Friendfeed - I Get It Now
phil | June 1, 2008
A few months ago, I’d opened up a Friendfeed account to see what all the buzz was about. After creating the account, I pulled in the various external services I use to create a river of news about me. Next, I sought out the Friendfeed streams of people I know, in order to add them to the main feed.
As it turned out, only one or two of them were using Friendfeed, so it seemed that the river was more of a trickling creek, and not very useful. Ah well, I thought - I’ll wait till it grows it’s user base and try again in a few months and see what’s what.
Well, it seems that biding my time for a while was a somewhat unnecessary strategy due to a feature I’d completely overlooked the first time - the morose-sounding but very useful “Imaginary Friend” feature.
If the people you know are already using other services such as a personal blog, Twitter, Flicker, Youtube, Del.icio.us or any of 35 other services, but aren’t on Friendfeed, fear not - you’re still in business. You can utilize the imaginary friend feature to create a virtual profile for them within your account, connect it to their services, and you’re off, without them needing to be a user of Friendfeed at all.
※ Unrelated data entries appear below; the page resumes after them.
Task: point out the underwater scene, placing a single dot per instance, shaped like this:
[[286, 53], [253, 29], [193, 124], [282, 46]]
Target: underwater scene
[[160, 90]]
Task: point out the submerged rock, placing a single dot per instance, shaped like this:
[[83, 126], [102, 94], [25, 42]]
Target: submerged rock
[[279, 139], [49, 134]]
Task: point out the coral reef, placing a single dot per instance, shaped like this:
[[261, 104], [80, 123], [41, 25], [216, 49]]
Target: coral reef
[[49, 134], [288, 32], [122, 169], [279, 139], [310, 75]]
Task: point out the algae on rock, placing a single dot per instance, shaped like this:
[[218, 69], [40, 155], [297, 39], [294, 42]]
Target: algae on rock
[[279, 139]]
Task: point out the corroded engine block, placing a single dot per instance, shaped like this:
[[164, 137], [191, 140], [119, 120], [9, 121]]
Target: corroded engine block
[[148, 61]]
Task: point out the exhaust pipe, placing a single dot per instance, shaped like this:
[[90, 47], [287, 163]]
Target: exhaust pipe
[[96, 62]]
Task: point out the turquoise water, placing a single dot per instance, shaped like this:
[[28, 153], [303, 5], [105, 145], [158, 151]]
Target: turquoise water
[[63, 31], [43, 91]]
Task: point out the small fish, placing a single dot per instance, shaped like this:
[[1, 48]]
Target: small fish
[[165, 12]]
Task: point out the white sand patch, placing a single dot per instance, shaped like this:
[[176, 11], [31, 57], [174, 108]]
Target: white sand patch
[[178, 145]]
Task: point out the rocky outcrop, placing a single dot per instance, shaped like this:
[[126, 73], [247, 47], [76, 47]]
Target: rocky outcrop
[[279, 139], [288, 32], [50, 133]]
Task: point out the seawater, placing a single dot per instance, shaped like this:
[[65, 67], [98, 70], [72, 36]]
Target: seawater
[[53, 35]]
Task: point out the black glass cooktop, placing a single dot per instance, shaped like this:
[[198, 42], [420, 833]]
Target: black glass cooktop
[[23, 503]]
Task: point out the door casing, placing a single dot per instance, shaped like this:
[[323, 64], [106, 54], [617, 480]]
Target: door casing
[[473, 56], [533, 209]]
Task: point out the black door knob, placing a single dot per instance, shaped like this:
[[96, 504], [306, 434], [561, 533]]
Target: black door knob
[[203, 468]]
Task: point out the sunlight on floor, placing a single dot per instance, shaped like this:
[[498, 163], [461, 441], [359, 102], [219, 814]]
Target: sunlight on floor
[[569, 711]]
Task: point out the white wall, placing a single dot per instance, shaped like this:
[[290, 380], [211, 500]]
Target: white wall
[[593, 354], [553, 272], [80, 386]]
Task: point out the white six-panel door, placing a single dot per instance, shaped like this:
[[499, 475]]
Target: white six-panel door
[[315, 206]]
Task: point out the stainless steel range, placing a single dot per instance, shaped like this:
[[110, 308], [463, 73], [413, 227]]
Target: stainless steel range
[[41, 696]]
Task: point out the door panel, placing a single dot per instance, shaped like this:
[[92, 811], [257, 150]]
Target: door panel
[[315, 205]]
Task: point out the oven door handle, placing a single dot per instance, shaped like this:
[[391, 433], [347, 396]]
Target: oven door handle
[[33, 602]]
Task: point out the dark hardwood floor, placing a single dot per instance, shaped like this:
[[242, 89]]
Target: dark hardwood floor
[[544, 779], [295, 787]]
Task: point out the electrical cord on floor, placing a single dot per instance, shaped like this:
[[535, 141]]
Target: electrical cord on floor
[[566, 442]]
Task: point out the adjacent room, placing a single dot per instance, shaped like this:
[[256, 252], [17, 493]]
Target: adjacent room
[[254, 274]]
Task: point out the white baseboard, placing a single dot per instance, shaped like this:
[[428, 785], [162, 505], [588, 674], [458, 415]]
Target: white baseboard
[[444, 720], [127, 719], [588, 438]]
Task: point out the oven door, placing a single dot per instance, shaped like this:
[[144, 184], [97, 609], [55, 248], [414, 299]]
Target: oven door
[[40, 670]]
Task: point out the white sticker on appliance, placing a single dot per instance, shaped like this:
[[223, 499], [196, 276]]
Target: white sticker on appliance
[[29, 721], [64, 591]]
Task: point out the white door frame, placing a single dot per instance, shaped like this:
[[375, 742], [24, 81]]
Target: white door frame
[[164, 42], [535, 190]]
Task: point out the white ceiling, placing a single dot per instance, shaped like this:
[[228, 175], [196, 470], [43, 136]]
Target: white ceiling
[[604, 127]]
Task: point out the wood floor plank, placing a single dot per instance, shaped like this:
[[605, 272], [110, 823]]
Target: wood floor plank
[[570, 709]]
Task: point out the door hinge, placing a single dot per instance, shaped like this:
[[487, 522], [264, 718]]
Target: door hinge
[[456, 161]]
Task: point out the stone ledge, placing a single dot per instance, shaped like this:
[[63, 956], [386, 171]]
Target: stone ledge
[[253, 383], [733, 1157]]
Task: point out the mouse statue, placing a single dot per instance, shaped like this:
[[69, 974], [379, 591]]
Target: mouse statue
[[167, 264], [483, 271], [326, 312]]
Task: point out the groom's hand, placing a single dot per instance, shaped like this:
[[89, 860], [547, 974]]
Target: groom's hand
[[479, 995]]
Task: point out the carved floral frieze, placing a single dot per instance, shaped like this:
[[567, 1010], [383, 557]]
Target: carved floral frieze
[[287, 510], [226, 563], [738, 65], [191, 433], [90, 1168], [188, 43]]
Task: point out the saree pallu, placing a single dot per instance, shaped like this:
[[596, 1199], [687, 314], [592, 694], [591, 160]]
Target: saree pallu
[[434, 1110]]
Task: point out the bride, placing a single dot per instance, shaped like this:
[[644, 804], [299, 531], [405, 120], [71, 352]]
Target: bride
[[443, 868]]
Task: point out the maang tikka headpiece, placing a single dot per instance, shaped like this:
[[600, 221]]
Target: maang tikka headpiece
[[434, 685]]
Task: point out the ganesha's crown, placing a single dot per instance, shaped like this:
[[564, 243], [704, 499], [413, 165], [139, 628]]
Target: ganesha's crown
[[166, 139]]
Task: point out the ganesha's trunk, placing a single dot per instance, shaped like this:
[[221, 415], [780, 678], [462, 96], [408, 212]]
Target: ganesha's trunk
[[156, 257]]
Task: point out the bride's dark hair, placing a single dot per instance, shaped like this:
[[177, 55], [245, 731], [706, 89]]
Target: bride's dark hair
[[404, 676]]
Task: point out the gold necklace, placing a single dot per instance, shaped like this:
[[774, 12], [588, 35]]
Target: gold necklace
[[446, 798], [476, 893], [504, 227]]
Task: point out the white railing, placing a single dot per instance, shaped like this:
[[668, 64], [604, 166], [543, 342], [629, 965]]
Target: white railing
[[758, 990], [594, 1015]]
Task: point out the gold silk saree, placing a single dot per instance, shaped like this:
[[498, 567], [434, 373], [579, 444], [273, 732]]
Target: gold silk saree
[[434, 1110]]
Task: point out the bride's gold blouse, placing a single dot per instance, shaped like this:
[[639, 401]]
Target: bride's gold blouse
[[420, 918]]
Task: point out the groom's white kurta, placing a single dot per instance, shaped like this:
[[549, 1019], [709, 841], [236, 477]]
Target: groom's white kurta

Friendfeed also lets you gather your contacts into groups that they call Rooms. The Rooms feature is a good way to separate the people you know personally from the constant “noise” of industry blogs and the Twitterati out there. All of these rooms are available as RSS feeds, so you can even use Friendfeed to consolidate groups of RSS feeds into one categorized feed, a la Yahoo Pipes, if you feel like simplifying your feed reader (which is always a good thing).
So, if you gave it a try and it seemed like a somewhat quiet service, give it a second look - there’s more to it than meets the eye.